Scientists are currently developing a new type of reactor called a tokamak. This device produces energy with the help of superheated plasma. However, this concept has proved the fact that there are still several physical phenomena which we do not fully understand.
One of them is turbulence. While it is accepted that plasma turbulence in a tokamak reactor is essential to determine its level of containment and performance, we do not know how to predict it, or what exactly are the factors that can affect it.
Our lack of knowledge is partially due to the complex mechanics of a fusion reactor. The core concept is that energy is produced by fusing two hydrogen atoms heated to over 100 million degrees Celsius (in order to become plasma), which form a new element but also release a free neutron.
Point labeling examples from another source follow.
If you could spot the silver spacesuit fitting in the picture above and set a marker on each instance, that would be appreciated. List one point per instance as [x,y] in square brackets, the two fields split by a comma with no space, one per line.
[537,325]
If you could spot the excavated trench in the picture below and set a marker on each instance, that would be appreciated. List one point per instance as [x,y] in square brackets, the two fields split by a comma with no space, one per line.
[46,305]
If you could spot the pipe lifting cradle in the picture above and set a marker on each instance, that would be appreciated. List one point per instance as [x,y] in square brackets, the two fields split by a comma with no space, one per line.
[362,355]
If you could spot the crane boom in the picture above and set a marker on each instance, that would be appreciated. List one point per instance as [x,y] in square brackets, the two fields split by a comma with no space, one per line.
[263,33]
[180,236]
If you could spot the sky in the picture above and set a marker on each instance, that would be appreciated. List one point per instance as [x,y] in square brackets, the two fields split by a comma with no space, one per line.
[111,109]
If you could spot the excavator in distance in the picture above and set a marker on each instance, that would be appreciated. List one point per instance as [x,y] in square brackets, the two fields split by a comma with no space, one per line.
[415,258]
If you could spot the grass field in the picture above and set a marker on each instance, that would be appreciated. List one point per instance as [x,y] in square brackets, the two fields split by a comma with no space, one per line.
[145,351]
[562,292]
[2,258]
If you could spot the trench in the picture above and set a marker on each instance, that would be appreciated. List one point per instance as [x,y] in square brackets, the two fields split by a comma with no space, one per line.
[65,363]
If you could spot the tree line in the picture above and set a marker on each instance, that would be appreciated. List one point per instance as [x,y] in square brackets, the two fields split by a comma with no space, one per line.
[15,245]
Tokamak reactors also use extremely strong magnetic fields in order to contain the plasma, due to the fact that it would melt anything it would touch.
Now, between the high temperatures and the magnetic containment, scientists have discovered that turbulences appear in the plasma. These can affect the reactor’s ability to produce sustainable energy.
Luckily, our technology again saves the day. The massive processing power offered by supercomputers have enabled us to more accurately predict plasma behavior, through the use of simulations.
Physicists from the University of California, ran a series of simulations at Lawrence Berkeley National Laboratory’s National Energy Research Scientific Computing Center, in order to determine if the energy transported by the electrons in plasma can be predicted, and whether it is multiscale in nature or not.
The tests used approx. 70 million hours of computing time and have replicated the conditions measured in a plasma run at the DIII-D tokamak at General Atomics. The results have shown scientists that electron energy transport does, in fact, have a multiscale character. This essentially means that the behavior of the electrons can also be predicted at much larger scales than in the experiment.
These simulations have helped specialists better understand what happens in a tokamak reactor when it is fired up. Furthermore, they have shown that the same type of simulation can be used by researchers in order to better understand the physics of plasma in fusion reactors and to design more efficient future devices of this nature.
Tokamak reactors are still in their infancy, in terms of development, however, many consider them to be the best alternative to the extremely harmful reactors that are currently in use. There is a high possibility that current research projects will produce a practical tokamak design which we will be able to build in the next 20-30 years.